Significantly reduced FY 2012 guidance management optimistic about pricing recovering, resilient onboard spending, and no Costa impact on 2013 bookings. More transparency helps investor confidence this morning.




  • 'Confident' Costa Concordia (CC) incident will not have a long-term impact
  • Overall bookings remain down in the mid-to low teens
  • Close-in bookings declined more than farther-out bookings
  • Q2/Q3 2012 - level of uncertainty is high
  • Didn't want to make projections
  • Had anticipated higher yields in Europe due to easy comps pre-CC
  • China opportunity will take some time to pay off
  • 2012 yield: 1-2% yield comes from ship revitalization, international expansion, technology development
  • Had great pricing momentum going into 2012
  • First time, RCL has more non-US customers than US customers
  • 4Q Ticket yield: double digits in Caribbean; Europe yields were down
  • 2011: fuel cost EPS 20 cents; Japan Earthquake/Arab Spring cost 65 cents
  • 2011 pricing: improved slightly more in US than Europe but this is driven more by itinerary mix than economy
  • 2011: Operating cash flow $1.6BN; reduced debt by 650MM
  • Current booking environment:
    • Demand trends still fluctuating
    • All new itineraries were down by 20% following CC
    • Post CC: North American demand recovering steadily to high single digits decline; Europe weaker
  • Extra caution for forward guidance
  • 2013 bookings unaffected
  • Last 5 years, fuel efficiencies have decreased expenses by 18% but due to deployment of ships, fuel expenses will be higher YoY. 
  • 2012 Fuel expense impact: 57 cents higher than 2011; FX rate 20 cents higher
  • Have resumed full marketing programs
  • Non-Caribbean (20%) itineraries are doing well and performing ahead of last year
  • Started to see improvement in bookings this week; some pricing have returned to pre-CC levels
  • No increase in 'cruise rejection rate' through their research
  • Completed Summit revitalization last week
  • Reflection will deliver in Oct 2012

Q & A

  • Has Celebrity resumed advertising?
    • Yes, restarting originally planned 2nd week of Wave Season advertising
  • People seeing CC as an isolated incident
  • Wave Season could be extended
  • Higher Insurance premiums?
    • Nothing dramatic
  • Distribution changes: more weighted towards 1Q 2012; least in Q3; some in Q2 and Q4
  • Deployment initiatives: Voyager of the Seas is going to China; increased capacity in Australia - driving higher fuel consumption and expense
  • Somewhat increased Northern Europe capacity; decreased Eastern Europe capacity; Europe overall capacity is lower
  • Baltic off to good start despite hard comps
  • Would like to get 50% of Arab Spring impact (15/16% less capacity in Eastern Med)
  • Azamara ding well
  • Loyalty program: January sign ups was a record
  • 2012 On board rev: have not seen any notable decline or any decline in ship revenue last few weeks
  • Most of the 1Q volatility will be in March sailings and on-board rev spending
  • Onboard promotion: 50% deposit sale; UK promotion
  • May have a 1Q 2013 bump due to lost January bookings this year
  • Will lower pricing to fill ships but not right now
  • 1st time cruisers: did increase YoY







  • Distribution changes and deployment initiatives will increase NCCs by approximately 300 basis points.  Absent these changes, Constant-Currency NCC excluding fuel are expected to increase approximately 1% to 2% on a comparable basis (flat to 1% As-Reported.)  
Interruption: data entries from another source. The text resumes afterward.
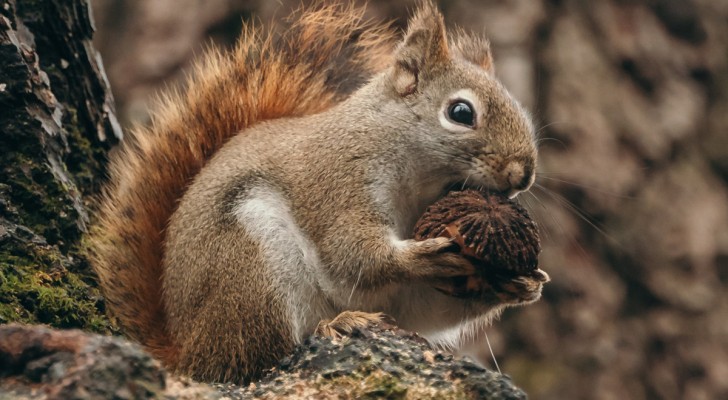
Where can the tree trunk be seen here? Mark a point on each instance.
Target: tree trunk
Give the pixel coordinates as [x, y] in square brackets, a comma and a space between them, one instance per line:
[57, 123]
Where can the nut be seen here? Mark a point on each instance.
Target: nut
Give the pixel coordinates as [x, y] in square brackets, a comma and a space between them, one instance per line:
[496, 233]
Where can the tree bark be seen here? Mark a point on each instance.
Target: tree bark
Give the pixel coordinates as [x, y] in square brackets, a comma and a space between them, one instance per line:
[57, 123]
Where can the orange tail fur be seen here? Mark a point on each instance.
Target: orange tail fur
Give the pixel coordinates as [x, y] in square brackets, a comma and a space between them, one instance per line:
[326, 53]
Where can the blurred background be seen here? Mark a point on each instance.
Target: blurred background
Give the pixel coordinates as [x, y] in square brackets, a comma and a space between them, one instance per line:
[631, 101]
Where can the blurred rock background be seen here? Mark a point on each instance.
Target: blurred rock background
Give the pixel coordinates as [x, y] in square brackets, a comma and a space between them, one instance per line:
[631, 100]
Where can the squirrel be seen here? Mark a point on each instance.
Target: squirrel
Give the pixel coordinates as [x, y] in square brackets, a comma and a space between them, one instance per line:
[275, 196]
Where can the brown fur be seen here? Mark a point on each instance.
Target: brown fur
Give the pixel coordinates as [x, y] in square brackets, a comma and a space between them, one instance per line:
[305, 71]
[219, 251]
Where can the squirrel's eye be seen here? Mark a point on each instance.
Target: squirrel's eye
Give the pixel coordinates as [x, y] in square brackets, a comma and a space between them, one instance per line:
[462, 113]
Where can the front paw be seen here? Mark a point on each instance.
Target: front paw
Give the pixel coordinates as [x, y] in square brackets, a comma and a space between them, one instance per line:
[437, 258]
[494, 288]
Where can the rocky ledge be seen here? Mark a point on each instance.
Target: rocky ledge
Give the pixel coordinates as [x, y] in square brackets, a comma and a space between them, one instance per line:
[378, 362]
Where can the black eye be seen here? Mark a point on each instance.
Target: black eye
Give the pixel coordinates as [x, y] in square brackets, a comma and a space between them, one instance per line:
[462, 113]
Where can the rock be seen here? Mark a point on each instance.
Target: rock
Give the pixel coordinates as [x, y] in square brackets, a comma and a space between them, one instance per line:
[378, 362]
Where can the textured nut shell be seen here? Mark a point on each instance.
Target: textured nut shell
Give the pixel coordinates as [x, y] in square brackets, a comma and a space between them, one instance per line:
[490, 228]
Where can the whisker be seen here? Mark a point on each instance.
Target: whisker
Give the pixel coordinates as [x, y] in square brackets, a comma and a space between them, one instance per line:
[577, 211]
[592, 188]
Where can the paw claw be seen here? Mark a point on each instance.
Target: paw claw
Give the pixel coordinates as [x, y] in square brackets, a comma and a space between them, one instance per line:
[345, 323]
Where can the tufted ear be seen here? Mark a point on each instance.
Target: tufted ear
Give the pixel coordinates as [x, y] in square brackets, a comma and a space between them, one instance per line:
[474, 49]
[423, 50]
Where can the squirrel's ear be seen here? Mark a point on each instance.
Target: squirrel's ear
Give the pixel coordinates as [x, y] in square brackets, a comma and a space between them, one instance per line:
[473, 48]
[423, 50]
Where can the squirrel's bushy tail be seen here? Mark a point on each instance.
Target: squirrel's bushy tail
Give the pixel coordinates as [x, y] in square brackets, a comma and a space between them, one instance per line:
[324, 55]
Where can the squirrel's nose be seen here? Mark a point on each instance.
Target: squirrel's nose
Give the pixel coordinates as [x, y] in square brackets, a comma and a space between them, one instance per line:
[518, 177]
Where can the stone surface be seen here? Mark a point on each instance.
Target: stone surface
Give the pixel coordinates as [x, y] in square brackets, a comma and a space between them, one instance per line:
[380, 362]
[630, 100]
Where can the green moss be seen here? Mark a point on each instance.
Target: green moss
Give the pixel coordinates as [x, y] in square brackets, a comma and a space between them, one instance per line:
[36, 286]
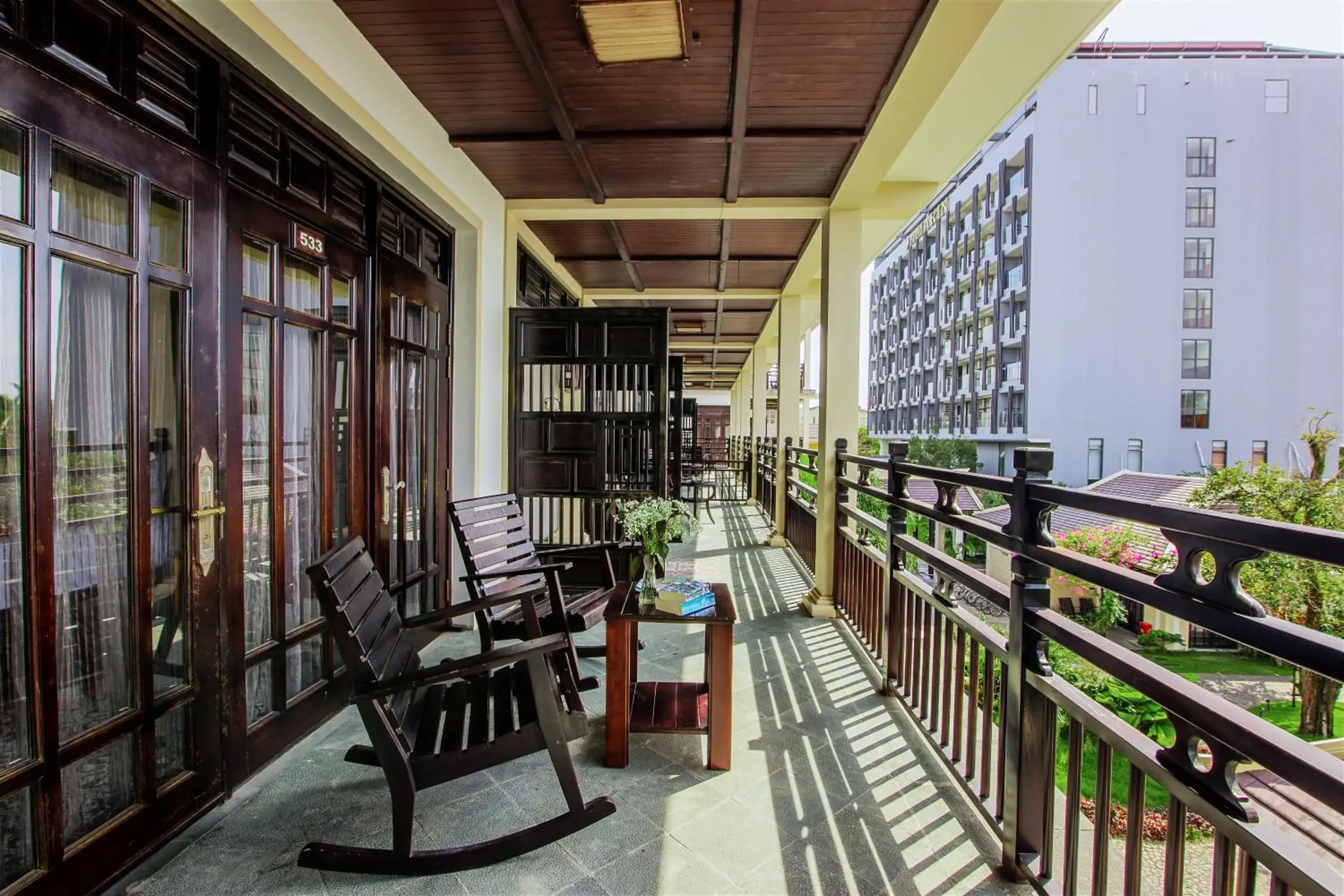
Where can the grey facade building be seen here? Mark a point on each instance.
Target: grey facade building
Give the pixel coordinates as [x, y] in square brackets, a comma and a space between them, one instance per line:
[1144, 269]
  • $1.1BN: cash and undrawn RC
  • Fuel
    • Forecasted consumption is now 55% hedged via swaps for all of 2012 and 47%, 30% and 20% for 2013, 2014 and 2015, respectively.  For the same four-year period, the average cost per metric ton of the hedge portfolio is approximately $521, $518, $575 and $580, respectively.  
  • Capex
    • Based on current ship orders, projected capital expenditures for 2012, 2013 and 2014 are $1.2 billion, $500 million and $1.1 billion, respectively.  The company has one option for a second Sunshine-Class vessel which would be delivered during the second quarter of 2015 that expires in late February 2012.  
    • Capacity increases for 2012, 2013 and 2014 are 2.1%, 2.5% and 0.6%, respectively.